Azaya89 avatar Dec 05 '24 19:12 Azaya89

@Azaya89 just to let you know that I won't have the bandwidth to review this before the end of the year, in case it's urgent.

maximlt avatar Dec 05 '24 22:12 maximlt

@Azaya89 just to let you know that I won't have the bandwidth to review this before the end of the year, in case it's urgent.

No problem. I can't say it's urgent :)

Azaya89 avatar Dec 05 '24 22:12 Azaya89

@jbednar a thought I had after your comment in https://github.com/holoviz-topics/examples/issues/477#issuecomment-2524312011, wouldn't it be more appropriate to extend the original census example instead of adding a new one? I haven't yet run Census 2020 (this PR), from having a quick look at the code it doesn't look so different so I have the impression maintaining the two notebooks with the same environment should be possible.

maximlt avatar Dec 08 '24 11:12 maximlt

I think there are three things to consider when deciding whether examples should be grouped into a single directory:

  1. Are the examples thematically linked, such that you'd reasonably want to learn about one once you click on the other? (✔️ )
  2. Do they share essentially the same environment, such that it makes sense to set up a single environment for both? (✔️ )
  3. Can they use the same datasets?

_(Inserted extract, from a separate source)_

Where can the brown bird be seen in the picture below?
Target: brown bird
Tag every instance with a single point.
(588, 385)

If different, does adding a new notebook add only minimal file or download size? (❌ ).

Here census2010 and census2020 clearly meet the first two criteria, but for 3, they have large and equal file sizes, and most people are only likely to want one or the other. So unless we have a way to download the right data per notebook rather than per example (which we might well end up with as we move away from anaconda_project), then combining 2010 and 2020 would cause most users to require double the disk space, which seems problematic.

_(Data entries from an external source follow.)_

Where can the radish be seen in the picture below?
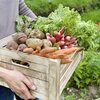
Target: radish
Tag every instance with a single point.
(57, 36)
(67, 38)
(50, 37)
(62, 31)
(64, 47)
(61, 43)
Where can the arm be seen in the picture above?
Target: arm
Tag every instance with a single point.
(24, 10)
(17, 82)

jbednar avatar Dec 09 '24 00:12 jbednar

they have large and equal file sizes

I launched these two ZIP downloads and was surprised by the difference in file sizes, with 1.3GB for census2010 and 4GB for census2020.

  • [ ] We need to check why the files differ so much, are there more columns in census2020? If so, are they used? Or is the data stored differently (dtype, compression)?

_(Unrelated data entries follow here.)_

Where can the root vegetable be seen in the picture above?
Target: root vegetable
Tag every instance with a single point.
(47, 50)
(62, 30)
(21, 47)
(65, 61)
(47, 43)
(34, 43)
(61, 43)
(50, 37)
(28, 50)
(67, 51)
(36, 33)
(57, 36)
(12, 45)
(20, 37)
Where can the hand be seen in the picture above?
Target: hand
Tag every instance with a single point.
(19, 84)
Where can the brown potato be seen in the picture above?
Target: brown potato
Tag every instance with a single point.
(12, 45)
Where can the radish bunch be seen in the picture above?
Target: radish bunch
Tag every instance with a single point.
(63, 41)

@jbednar I'm asking this question as it is quite clear, to me at least, that examples are meant to be kept up-to-date, i.e. this site is not a blog. We often hear that we have too many APIs (last was during the last steering committee meeting on Friday), we should try to expose our users to the best practices only. It means that this growing number of examples needs to be maintained; this year, we have updated about half of them and it wasn't trivial. So I'm going to challenge adding census 2020 if it's just a slight variation of census 2010 with a slightly different dataset? To illustrate this, census 2010 (which was priority 4 on our NF SDG list, we almost got to it) has a bug in the legend and might be able to use hvPlot directly.

image

maximlt avatar Dec 09 '24 08:12 maximlt

  • [ ] We need to check why the files differ so much, are there more columns in census2020? If so, are they used? Or is the data stored differently (dtype, compression)?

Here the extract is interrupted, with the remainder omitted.